Finalement, Nicolas Sarkozy et Angela Merkel se sont mis d'accord sur le compromis Van Rompuy, tout en dédommageant leur compère Gordon Brown. En effet, le poste élu de haut représentant (ministre) aux Affaires étrangères de l'Union va à la commissaire européenne au Commerce, lady Ashton, baronne et travailliste de son état. Son élection devrait, paraît-il, satisfaire les partis socialistes européens en rétablissant un certain équilibre, puisque Van Rompuy est notoirement de droite.
Il peut sembler paradoxal, sinon cocasse, que la Grande-Bretagne hérite de ce poste alors que les représentants de l'État britannique et de sa bourgeoisie se sont toujours opposés à l'idée même d'un ministère européen des Affaires étrangères.
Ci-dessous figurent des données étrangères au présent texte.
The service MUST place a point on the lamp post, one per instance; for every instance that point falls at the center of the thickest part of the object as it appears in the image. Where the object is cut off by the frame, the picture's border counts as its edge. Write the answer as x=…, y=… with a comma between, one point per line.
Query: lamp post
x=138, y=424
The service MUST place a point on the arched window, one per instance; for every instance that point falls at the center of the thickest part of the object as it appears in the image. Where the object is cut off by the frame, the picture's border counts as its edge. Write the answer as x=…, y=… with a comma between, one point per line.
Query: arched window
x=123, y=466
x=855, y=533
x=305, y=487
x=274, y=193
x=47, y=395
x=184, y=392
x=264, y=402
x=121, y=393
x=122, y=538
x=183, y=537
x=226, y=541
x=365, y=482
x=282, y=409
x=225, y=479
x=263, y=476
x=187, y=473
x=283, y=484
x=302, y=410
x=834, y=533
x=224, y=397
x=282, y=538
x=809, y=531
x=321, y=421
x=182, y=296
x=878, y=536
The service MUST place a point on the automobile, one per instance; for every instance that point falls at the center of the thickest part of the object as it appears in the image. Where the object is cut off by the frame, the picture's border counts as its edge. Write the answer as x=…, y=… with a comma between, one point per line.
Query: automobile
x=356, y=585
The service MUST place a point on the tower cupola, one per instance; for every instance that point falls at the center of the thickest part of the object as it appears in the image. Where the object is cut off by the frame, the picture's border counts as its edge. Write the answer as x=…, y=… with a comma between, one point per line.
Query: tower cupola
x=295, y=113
Mais ce n'est que caractéristique de cette Europe de la bourgeoisie, tiraillée entre les intérêts divergents des puissances impérialistes du continent et leur besoin impérieux de donner un cadre plus large à leur commerce et à leurs capitaux.
Ce qu'ils appellent « l'Europe unie » reste d'abord celle de leurs capitaux. Quant à l'union politique de cette Europe-là, les divergences d'intérêts entre ses États continuent de la faire ressembler à une coquille vide. Même avec deux potiches à sa tête.